Lo escucho a diario. “¿Pero realmente merece la pena una venta de 10 euros?” “¿Tu tiempo no vale más que eso?” Créeme, si hay una cosa que valoro es mi tiempo. Pero también hay otra cosa de la que estoy convencido.

Si no estás dispuesto a meterte en el barro para lograr una venta de 10 euros no te mereces tener una de 100. Cualquier negocio empieza con el primer cliente. Es una semilla que siembras. Se puede convertir en un motor de marketing que trabaja para ti a partir del momento que le das un buen trato y servicio. Una venta de 10 euros se puede convertir en una de 1.000 o 10.000 euros a lo largo de un año por el boca a boca y recurrencia o fidelización obtenida.

Videos formativos que explican paso a paso cómo comprar online

Una cosa que me sorprende es está. Bueno, en realidad son dos.

No he visto todavía ninguna página web donde haya vídeos explicativos paso a paso para realizar una compra online. Muchas personas no compran por miedo de cometer un error. Si les ofreces contenidos que les quitan inseguridad cogiéndoles de la mano puedes quitar parte de la barrera que les tira atrás a la hora de convertirse en compradores online.

La segunda cosa que me sorprende es que no se me haya ocurrido antes.

Ahora hay que ponerlo en práctica. Hablar sobre ello es fácil.

Realizar el pedido de forma manual con los datos del cliente

¿Cómo era el dicho? Si Mohammed no va a la montaña, la montaña tiene que ir a Mohammed. O algo así. Un primer paso intermedio que ahora mismo estoy testeando es dar de alta el pedido de forma manual con los datos del pedido. De esa forma sus datos quedan registrados en la web. Se crea un usuario que ya quita parte del trabajo a la hora de realizar el próximo pedido. Para incentivar luego el uso de esta cuenta ofreceré descuentos que se pueden lograr únicamente a través de una compra online en la tienda.
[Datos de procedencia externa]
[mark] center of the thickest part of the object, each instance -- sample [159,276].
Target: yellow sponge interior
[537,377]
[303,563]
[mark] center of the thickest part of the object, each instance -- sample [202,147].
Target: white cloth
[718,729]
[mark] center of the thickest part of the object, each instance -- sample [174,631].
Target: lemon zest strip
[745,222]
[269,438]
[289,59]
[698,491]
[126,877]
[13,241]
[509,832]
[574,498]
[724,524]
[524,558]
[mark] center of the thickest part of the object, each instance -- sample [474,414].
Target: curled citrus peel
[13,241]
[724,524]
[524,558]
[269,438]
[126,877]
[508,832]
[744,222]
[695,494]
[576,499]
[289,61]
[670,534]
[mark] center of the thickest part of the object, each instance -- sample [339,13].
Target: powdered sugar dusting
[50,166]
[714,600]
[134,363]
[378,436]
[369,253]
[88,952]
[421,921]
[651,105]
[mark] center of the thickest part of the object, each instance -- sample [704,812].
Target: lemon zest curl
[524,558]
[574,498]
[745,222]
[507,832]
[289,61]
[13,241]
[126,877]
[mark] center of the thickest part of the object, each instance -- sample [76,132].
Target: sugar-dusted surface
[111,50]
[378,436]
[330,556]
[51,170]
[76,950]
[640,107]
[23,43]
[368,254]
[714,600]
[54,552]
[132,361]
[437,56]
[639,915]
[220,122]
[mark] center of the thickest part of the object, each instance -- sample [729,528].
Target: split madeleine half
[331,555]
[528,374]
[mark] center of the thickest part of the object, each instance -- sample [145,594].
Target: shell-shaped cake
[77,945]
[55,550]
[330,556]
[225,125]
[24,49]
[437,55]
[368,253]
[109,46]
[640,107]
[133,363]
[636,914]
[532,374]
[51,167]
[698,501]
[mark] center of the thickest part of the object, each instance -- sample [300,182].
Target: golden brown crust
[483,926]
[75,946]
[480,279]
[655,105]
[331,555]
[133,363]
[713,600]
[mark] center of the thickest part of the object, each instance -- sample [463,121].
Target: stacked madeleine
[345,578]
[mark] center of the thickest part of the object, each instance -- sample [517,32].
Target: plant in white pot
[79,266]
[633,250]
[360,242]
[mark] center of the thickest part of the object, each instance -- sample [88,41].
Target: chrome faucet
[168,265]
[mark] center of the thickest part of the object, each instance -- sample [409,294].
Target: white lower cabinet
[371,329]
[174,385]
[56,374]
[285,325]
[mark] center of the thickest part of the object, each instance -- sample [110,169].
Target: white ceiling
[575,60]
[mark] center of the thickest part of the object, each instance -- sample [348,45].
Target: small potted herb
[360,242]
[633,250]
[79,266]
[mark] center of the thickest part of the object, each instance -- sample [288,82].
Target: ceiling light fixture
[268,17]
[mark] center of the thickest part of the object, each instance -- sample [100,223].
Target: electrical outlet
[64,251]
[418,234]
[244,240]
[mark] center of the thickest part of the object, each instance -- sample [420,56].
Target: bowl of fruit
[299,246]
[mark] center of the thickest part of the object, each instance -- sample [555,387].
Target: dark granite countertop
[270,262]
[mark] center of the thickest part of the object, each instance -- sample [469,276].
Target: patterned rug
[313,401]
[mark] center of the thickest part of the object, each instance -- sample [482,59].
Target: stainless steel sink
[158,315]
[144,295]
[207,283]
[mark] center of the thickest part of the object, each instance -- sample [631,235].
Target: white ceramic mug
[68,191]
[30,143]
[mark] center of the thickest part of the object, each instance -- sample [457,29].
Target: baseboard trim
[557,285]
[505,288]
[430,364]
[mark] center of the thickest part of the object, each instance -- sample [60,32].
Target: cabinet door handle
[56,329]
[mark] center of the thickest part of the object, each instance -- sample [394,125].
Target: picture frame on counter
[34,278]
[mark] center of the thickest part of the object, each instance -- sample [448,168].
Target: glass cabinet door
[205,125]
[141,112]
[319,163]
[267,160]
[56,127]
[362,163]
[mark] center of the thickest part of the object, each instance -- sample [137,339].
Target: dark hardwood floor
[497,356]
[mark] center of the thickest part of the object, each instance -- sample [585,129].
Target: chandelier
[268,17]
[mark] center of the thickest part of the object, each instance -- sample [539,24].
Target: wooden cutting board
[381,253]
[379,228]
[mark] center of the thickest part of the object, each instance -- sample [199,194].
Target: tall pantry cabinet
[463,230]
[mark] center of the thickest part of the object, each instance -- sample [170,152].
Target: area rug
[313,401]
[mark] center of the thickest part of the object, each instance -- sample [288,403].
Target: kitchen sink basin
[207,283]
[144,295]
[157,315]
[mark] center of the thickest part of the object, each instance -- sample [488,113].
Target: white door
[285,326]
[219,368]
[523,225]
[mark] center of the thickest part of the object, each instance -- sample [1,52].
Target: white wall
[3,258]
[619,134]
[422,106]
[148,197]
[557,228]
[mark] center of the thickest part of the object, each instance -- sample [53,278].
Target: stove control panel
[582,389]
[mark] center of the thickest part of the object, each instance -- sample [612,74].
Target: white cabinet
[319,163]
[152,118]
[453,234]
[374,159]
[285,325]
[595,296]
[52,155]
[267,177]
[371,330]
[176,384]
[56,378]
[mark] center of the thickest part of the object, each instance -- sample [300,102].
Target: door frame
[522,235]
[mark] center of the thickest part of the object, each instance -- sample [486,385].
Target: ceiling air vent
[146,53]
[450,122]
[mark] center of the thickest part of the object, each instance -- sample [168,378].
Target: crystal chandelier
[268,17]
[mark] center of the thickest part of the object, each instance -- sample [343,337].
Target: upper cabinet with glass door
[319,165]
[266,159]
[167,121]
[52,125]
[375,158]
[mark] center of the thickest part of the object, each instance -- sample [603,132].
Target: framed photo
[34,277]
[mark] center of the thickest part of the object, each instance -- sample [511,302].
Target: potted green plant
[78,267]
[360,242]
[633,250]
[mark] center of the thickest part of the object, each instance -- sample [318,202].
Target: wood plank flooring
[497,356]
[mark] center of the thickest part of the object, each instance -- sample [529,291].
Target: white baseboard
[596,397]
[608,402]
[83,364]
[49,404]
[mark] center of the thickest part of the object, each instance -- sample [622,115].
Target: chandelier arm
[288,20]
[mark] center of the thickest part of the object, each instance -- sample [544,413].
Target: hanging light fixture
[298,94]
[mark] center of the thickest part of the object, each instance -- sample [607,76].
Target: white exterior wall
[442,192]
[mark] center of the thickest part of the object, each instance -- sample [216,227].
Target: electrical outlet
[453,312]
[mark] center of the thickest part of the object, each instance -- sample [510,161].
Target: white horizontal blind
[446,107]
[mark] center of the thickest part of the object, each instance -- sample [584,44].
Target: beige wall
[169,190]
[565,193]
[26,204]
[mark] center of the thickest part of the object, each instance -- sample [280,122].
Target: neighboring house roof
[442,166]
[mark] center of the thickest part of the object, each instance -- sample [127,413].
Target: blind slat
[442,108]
Ahora dirás. “¿Esto es tu plan? Esperaba algo más maravilloso.”

Bueno, qué te voy a decir. En ocasiones también espero más de mí pero hay cosas que no tienen magia. Aquí no la veo. Lo que si veo es mucho trabajo “sucio”. Bajar del caballo y coger a un cliente de la mano e incluso meter sus datos tú mismo en la web. No es lo que escala pero esto no es un juego que hay que ganar mañana. Yo juego a 5 y 10 años vista.

¿Te imaginas a una persona que ha aprendido a comprar online en tu web? Que tiene todavía poca experiencia y seguridad para moverse en otros ámbitos pero en tu tienda ya se sabe de memoria donde está cada botón para realizar su pedido.

Y ahora te pregunto. ¿Existe algo más poderoso para evitar que este cliente se vaya a la competencia? Todo es posible, pero la barrera creada es importante. Piénsalo. Ya te iré contando si mi hipótesis es correcta o no.